Entrevista:O Estado inteligente

domingo, abril 06, 2008

Mailson da Nóbrega O Proer foi bom e barato

A

O presidente Lula reconheceu que o Brasil tem know-how para salvar bancos, isto é, evitar o desastre de crises bancárias. Brincando, ofereceu a tecnologia do Proer ao presidente Bush, que a utilizaria para lidar com a crise no sistema financeiro americano.

Esse foi mais um dos avanços mentais de Lula em questões econômicas depois que sua intuição o levou a jogar no lixo as respectivas idéias do PT. Como muitos outros desinformados ou oportunistas na época (1995), o presidente recebeu mal o Proer.

O fácil era criticar o programa, como ele fez mais de uma vez. "Quando é para os pobres, o governo não tem dinheiro. Quando é para encher o rabo de banqueiro, aparece o dinheiro, aparece o Proer, aparece a safadeza." Hoje, mais maduro e bem informado, o presidente deve saber que os benefícios do programa foram muito maiores do que os seus custos.

Agora, quando o Federal Reserve (Fed) impediu a quebra do Bear Stearns, os críticos do Proer poderiam aprender que nenhum governo sério hesita em evitar o risco de crises sistêmicas. Os grandes perdedores seriam os poupadores e a economia como um todo. Daí o Proer.

Os bancos centrais têm dois mandatos: (1) controlar a inflação e (2) manter a estabilidade do sistema de pagamentos. O Fed tem um terceiro: o crescimento, que é o efeito de segunda ordem do cumprimento dos outros dois. Aqui se imagina, erradamente, que o Fed é obrigado a promover diretamente o crescimento.

O crédito teve importância decisiva nos países capitalistas nos últimos três séculos. Até a primeira metade do segundo milênio, o mundo levava 500 anos para dobrar o PIB. A partir do século 18, o mesmo resultado passou a ser obtido em uma geração ou menos. Atualmente, a China dobra o seu PIB a cada seis ou sete anos.

As mudanças institucionais que extinguiram o absolutismo e garantiram direitos de propriedade e respeito aos contratos tiveram papel preponderante.
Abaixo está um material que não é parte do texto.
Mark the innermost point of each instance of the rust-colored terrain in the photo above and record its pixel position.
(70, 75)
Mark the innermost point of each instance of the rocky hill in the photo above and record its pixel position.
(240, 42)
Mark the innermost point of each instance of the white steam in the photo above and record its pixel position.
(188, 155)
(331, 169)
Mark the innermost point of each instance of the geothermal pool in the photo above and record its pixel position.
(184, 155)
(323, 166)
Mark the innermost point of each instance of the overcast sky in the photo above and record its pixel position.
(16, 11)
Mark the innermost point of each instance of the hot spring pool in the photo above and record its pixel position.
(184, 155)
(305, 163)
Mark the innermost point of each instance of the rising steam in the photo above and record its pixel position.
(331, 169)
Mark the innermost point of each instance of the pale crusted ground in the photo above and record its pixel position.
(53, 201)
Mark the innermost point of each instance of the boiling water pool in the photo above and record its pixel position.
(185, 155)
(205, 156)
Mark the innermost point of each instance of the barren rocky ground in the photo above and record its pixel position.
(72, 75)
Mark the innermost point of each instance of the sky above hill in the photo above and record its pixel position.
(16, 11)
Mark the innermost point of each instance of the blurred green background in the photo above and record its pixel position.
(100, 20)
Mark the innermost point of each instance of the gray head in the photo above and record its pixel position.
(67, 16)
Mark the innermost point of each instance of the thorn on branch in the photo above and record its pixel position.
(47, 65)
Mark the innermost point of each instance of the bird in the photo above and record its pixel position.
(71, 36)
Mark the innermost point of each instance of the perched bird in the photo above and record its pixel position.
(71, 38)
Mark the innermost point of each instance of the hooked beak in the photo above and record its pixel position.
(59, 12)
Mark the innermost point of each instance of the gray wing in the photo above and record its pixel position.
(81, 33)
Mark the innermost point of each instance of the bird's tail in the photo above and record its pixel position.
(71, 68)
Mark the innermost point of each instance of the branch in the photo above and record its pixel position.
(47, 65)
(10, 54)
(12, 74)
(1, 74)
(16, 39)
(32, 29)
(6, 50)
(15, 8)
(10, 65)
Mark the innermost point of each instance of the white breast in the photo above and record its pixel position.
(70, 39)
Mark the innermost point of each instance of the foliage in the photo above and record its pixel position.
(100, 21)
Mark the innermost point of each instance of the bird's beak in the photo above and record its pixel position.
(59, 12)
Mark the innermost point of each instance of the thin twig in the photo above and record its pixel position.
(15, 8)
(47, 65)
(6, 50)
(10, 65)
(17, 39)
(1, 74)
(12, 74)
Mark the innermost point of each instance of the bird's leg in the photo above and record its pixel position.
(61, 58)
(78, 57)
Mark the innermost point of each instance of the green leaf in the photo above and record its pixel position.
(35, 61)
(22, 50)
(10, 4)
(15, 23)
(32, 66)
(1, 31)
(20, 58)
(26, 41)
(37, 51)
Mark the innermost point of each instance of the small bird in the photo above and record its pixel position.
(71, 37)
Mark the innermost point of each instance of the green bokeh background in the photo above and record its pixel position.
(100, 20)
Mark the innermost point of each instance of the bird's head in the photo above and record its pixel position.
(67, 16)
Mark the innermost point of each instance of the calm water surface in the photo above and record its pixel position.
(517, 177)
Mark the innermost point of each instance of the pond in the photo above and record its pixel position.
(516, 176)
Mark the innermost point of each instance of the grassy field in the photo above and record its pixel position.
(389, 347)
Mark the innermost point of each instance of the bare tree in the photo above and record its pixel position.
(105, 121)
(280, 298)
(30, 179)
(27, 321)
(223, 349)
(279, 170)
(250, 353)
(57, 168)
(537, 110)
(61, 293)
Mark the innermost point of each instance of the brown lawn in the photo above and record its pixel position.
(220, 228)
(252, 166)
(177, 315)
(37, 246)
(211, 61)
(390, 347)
O Banco da Inglaterra, fundado em 1694 com funções semelhantes aos dos modernos bancos centrais, fez surgir o amplo sistema de crédito que viabilizou a Revolução Industrial. No século 19, o crédito chegou às pessoas físicas e gerou uma nova revolução: o consumo de massa.

O crédito se tornou parte indissociável do desenvolvimento. Onde o setor privado não o provinha, o governo supriu essa falha com bancos estatais. No século 20, os EUA inventaram o cartão de crédito e a securitização de recebíveis, que foram adotados no resto do mundo e ampliaram o acesso ao crédito.

O sistema financeiro gerou outra importante novidade: o sistema de pagamentos. Cheques, ordens de pagamento, transferências eletrônicas, cartões de débito e outros instrumentos reduziram custos de transação, aumentaram a segurança dos negócios e contribuíram para o desenvolvimento.

Diz-se que o consumo americano é movido a crédito. Na verdade, salvo em Cuba, Coréia do Norte e países muito pobres, isso é verdadeiro em todo lugar. Nos países que dão certo, o crédito representa até 100% ou mais do PIB. No Brasil, ainda estamos em 35%.

Daí vem a importância de evitar crises bancárias. Se os bancos quebrarem em cadeia, esse processo se arruína. A Grande Depressão não veio do crash da Bolsa de 1929, mas da crise bancária posterior, que causou a queda de metade do PIB americano em três anos. Hoje, se sabe que a desgraça poderia ter sido evitada.

O ideal é agir preventivamente, como fez o Banco Central do Brasil e está fazendo agora o Federal Reserve. Em todos os casos, o custo de agir é menor do que os benefícios de não deixar o sistema quebrar. A necessidade de preservar a estabilidade do sistema prevalece sobre outros objetivos. Hesitações redundam em maiores custos.

Várias crises bancárias aconteceram nos anos 1990. Seu custo fiscal dependeu dos desequilíbrios do sistema, da qualidade da regulação e da presteza da ação das autoridades. A crise bancária da Indonésia (1997-1998), a pior, custou 58% do PIB; a da Tailândia (1997), 31%; a da Venezuela (1994), 22%; a do Japão (1998), 12%; e por aí afora.

O custo do Proer deve ficar em cerca de 1% do PIB. Ao contrário do que se dizia, banqueiros cujas instituições quebraram perderam seu respectivo capital. Evitou-se a corrida aos bancos e a crise bancária. Hoje, uma das razões para a resistência da economia brasileira à crise externa é a solidez dos nossos bancos. Viva o Proer.